I pointed out to Mair that something unpleasant was leaking down the front of her shirt but she smiled and nodded knowingly.
“And Arny seems happy too,” she said. “And even Father has his moments. I only wish we could convince Sissi to come down. We could be the happy family we used to be.”
I wasn’t sure we’d ever all been happy at the same time.
“I’m not sure Sissi would see the happy side of all this.”
Mair removed the soiled newspaper and put Sticky Rice back in his box.
“The poor fellow can sleep in your room tonight.”
“Inside?”
“Of course, inside. You can’t leave him on the veranda with all the snakes and bats around. They sense frailty.”
We stood and dusted off the sand and I picked up the box. It felt heavier, suddenly, as if Mair had donated him an organ. Perhaps she’d just pumped him full of hope.
“Did I mention Ed came by this morning?” she said. “He asked after you.”
“Really?”
“Yes. He is a sweet boy.”
“He didn’t have his sister with him, by any chance?”
“Which one?”
“He’s only got the one. The gay one.”
“Don’t be silly, child. Ed has three sisters, all happily married. Something like ten children between them. And I have noted that not one of them looks a bit like Ed. A little bit of extra-domestical hanky-panky in their history I wouldn’t be surp – Where are you going?”
I handed her the box.
“Pump some more hope into this one, will you,” I said. “I’ll be back for him later.”

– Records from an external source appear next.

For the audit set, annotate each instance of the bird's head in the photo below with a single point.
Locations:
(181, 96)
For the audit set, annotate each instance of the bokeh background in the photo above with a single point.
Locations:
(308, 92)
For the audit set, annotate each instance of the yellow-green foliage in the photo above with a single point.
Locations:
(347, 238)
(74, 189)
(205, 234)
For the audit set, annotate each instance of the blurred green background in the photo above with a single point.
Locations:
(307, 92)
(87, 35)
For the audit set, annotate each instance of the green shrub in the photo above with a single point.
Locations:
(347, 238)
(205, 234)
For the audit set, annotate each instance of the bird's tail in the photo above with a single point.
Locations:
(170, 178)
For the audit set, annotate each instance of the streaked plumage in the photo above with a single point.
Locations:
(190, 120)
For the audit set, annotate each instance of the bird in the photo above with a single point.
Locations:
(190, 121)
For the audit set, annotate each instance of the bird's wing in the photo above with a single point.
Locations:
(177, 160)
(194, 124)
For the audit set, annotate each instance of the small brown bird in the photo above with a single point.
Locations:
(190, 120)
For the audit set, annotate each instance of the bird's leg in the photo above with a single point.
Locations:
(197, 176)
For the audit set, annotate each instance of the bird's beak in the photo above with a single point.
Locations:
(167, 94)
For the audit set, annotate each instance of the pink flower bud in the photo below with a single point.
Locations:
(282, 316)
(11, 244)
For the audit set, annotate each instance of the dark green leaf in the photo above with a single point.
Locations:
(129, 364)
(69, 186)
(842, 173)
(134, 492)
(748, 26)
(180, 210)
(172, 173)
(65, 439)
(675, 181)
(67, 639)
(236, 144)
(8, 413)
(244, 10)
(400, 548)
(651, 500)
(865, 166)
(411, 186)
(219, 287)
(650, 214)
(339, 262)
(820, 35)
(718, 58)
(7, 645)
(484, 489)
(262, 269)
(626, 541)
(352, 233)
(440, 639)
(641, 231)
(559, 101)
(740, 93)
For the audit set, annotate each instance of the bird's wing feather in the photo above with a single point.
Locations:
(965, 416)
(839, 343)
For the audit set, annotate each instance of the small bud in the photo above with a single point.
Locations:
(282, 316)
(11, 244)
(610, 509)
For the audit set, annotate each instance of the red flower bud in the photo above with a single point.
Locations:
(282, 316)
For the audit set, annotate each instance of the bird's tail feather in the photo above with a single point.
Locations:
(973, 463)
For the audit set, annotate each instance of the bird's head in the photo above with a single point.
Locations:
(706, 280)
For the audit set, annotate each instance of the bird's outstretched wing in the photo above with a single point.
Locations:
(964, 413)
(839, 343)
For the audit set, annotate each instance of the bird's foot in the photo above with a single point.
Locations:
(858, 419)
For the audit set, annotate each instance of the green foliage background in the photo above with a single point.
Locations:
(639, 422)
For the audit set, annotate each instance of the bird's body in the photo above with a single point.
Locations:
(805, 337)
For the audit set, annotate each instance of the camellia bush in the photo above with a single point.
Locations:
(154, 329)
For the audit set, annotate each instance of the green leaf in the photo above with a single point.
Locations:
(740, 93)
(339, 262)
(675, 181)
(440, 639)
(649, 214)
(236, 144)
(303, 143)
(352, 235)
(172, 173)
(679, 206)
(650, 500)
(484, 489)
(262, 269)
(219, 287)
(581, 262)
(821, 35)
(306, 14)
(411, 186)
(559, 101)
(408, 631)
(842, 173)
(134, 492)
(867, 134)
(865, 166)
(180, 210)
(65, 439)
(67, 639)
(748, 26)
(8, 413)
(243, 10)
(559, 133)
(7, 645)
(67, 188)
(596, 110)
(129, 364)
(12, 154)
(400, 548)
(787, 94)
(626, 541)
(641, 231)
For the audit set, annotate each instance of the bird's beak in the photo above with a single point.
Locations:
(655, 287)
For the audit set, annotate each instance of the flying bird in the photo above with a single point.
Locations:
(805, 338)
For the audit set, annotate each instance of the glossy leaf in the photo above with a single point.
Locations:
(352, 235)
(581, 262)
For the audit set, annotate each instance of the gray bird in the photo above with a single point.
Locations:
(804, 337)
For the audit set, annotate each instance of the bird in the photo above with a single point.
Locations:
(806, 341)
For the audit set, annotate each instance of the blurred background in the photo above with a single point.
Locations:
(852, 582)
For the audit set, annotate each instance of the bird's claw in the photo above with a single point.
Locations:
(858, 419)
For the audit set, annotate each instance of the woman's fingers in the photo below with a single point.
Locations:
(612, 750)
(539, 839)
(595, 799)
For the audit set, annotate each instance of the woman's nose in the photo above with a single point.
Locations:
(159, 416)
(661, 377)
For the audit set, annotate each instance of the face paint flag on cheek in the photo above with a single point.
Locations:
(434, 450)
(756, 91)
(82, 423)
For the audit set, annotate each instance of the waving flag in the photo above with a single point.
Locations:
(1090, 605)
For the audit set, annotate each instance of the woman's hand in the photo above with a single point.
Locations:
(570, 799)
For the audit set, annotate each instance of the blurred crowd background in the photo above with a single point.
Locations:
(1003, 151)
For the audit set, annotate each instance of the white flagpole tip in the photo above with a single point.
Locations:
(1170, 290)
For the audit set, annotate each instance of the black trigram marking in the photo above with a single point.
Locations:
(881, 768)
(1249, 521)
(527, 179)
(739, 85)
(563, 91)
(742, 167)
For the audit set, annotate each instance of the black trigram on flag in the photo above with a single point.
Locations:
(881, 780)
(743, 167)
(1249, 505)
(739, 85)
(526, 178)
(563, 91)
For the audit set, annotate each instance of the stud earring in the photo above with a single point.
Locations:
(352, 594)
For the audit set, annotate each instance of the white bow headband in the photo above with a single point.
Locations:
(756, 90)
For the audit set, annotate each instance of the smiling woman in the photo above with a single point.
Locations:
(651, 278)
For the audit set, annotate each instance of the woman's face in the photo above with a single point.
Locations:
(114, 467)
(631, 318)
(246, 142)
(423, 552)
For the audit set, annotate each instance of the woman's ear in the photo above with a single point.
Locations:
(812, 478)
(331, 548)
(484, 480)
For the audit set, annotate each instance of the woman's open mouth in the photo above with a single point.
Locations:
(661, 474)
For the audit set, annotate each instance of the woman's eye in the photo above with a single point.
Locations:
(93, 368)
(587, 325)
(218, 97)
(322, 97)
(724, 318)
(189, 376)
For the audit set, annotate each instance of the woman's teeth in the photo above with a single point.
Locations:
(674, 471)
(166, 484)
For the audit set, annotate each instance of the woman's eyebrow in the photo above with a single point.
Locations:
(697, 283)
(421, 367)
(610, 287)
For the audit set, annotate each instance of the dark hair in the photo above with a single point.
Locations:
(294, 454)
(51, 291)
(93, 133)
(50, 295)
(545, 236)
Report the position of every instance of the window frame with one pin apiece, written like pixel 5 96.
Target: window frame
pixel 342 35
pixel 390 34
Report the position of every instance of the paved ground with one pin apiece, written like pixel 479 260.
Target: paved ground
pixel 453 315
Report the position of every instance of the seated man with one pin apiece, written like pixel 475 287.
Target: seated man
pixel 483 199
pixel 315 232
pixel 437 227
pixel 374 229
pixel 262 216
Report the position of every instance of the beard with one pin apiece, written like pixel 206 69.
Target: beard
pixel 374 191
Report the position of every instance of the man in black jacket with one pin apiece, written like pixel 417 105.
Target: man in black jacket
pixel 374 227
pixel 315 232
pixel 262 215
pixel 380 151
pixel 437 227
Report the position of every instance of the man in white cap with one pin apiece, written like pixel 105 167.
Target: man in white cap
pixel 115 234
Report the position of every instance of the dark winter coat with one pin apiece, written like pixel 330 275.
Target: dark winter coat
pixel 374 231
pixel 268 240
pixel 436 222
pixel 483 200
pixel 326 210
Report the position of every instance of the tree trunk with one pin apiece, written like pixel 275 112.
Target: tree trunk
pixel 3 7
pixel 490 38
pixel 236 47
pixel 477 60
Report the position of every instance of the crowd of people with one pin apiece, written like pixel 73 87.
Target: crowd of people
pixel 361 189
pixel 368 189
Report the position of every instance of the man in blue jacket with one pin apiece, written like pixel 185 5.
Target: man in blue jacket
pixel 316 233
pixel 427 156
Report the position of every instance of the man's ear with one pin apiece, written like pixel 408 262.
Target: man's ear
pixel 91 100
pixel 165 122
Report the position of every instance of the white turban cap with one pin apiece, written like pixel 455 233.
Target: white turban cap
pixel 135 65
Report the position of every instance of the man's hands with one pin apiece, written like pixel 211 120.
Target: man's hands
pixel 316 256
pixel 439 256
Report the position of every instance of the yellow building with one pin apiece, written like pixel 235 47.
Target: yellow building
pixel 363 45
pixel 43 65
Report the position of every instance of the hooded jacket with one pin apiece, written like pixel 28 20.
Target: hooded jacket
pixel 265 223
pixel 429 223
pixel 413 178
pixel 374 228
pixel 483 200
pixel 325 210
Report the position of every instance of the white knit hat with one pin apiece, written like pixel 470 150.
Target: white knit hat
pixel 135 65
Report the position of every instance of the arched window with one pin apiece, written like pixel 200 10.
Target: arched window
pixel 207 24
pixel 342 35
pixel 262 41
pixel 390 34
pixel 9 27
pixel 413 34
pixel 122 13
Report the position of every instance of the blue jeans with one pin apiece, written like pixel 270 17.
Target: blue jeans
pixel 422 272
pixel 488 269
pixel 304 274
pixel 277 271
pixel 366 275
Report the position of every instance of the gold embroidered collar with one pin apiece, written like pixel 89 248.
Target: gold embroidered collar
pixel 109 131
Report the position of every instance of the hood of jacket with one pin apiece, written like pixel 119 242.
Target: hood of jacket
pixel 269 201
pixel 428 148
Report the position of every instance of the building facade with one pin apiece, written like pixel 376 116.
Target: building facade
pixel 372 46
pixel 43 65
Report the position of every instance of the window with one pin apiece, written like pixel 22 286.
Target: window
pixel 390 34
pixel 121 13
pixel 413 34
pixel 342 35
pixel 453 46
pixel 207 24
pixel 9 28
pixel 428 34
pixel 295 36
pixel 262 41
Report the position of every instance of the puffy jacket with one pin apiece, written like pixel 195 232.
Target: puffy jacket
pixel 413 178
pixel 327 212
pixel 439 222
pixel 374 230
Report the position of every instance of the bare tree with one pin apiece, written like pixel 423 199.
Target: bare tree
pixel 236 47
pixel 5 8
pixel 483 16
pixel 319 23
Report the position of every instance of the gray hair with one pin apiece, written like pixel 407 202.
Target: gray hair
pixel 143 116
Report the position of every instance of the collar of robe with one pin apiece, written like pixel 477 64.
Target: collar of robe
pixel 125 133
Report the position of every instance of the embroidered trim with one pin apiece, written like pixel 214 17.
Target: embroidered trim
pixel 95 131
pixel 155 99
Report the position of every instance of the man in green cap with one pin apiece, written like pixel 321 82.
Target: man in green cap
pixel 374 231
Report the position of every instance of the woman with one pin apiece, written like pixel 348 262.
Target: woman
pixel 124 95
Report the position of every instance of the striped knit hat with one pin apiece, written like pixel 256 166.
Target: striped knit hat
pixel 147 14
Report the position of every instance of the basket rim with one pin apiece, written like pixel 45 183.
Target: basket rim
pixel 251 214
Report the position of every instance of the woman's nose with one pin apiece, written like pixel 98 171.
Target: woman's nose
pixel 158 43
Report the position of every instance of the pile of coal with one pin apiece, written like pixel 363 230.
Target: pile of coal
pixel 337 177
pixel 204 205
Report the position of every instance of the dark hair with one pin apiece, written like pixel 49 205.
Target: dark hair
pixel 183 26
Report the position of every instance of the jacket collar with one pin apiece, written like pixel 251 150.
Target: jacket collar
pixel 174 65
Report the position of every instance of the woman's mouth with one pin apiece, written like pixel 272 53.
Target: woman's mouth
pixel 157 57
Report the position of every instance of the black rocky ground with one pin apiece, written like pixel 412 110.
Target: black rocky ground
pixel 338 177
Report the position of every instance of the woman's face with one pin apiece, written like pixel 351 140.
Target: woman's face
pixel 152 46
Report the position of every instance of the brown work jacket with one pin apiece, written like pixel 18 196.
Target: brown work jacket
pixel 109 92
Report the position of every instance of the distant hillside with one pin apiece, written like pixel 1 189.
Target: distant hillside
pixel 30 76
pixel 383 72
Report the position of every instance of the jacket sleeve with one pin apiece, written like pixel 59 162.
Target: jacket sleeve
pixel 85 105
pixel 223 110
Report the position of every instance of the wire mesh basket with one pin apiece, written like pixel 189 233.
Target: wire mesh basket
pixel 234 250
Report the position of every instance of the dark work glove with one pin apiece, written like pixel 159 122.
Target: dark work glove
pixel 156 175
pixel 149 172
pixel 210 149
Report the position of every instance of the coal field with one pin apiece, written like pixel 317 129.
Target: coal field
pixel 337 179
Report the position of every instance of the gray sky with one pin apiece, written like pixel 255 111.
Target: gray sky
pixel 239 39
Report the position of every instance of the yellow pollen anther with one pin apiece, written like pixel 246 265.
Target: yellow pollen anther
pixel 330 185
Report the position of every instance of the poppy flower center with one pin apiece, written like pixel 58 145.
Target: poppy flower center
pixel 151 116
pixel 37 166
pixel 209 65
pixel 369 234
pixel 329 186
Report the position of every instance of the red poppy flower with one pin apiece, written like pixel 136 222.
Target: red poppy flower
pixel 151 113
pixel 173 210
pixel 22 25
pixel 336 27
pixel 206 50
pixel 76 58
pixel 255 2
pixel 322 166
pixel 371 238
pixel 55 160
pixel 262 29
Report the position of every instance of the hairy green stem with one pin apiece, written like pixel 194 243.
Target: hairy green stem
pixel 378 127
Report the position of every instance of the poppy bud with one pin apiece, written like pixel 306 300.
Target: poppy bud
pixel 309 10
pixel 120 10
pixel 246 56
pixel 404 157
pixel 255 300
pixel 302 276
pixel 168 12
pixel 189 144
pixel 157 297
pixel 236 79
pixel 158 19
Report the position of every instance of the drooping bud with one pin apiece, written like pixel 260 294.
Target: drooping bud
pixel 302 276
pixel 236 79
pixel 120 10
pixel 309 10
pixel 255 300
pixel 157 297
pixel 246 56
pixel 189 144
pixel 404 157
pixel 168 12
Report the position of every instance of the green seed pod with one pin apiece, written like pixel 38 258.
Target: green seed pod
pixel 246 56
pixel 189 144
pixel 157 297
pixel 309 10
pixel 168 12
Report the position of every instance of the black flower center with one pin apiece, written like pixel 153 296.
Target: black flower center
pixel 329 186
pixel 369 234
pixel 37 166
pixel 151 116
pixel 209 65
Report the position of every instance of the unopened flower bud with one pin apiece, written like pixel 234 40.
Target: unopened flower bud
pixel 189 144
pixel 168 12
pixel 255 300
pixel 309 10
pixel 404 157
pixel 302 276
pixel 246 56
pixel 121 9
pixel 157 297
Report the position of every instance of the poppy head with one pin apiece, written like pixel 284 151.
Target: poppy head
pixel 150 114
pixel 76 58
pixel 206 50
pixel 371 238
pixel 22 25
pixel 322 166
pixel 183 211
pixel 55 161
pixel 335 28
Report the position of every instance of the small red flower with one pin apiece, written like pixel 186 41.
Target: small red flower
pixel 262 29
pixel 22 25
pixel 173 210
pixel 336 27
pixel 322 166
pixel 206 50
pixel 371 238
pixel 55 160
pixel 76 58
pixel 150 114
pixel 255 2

I left her standing bemused on the beach and strode to the bicycle. Had it been physically possible, flames would have been spewing from my nostrils. I knew Ed’s house. It was just off the road and impossible not to pass on the way to and from our place. In the past, I’d always turned my head away when I got close so as not to seem rude, but today I rode directly down their dirt drive and skidded in front of the open front door. His mother, a large jovial woman with sun-damaged skin, pointed me toward the southern bay.
“He’ll be down with his boat,” she said.
“He’s got a boat? I thought he was a grass cutter.”
“Not much my Ed can’t turn his hand to,” she boasted.
Although there’s probably some nautical expression for it, Ed’s boat was parked on a grass bank about a kilometer down the bay from our place. The craft, a typical, modest five-meter squid boat was upside down on blocks. Ed was planing, or some such woodworking venture. His top was off, and the torso that I’d imagined being ribbed like plates on a rack was, in fact, all muscle. Don’t get me wrong. He wasn’t steak. He was skinny but not bony. The silvery sweat clung to him like dew on a gristly vine. I threw down the bicycle and paced to the boat. He ignored me. I knocked loudly on the far side of the hull. He looked up and had the audacity to smile at me. I put my hands on my waist.
“I have come to tell you that I do not appreciate being lied to,” I said.
“You don’t?”
“No.”
“OK.”
I think he was about to return to his planing.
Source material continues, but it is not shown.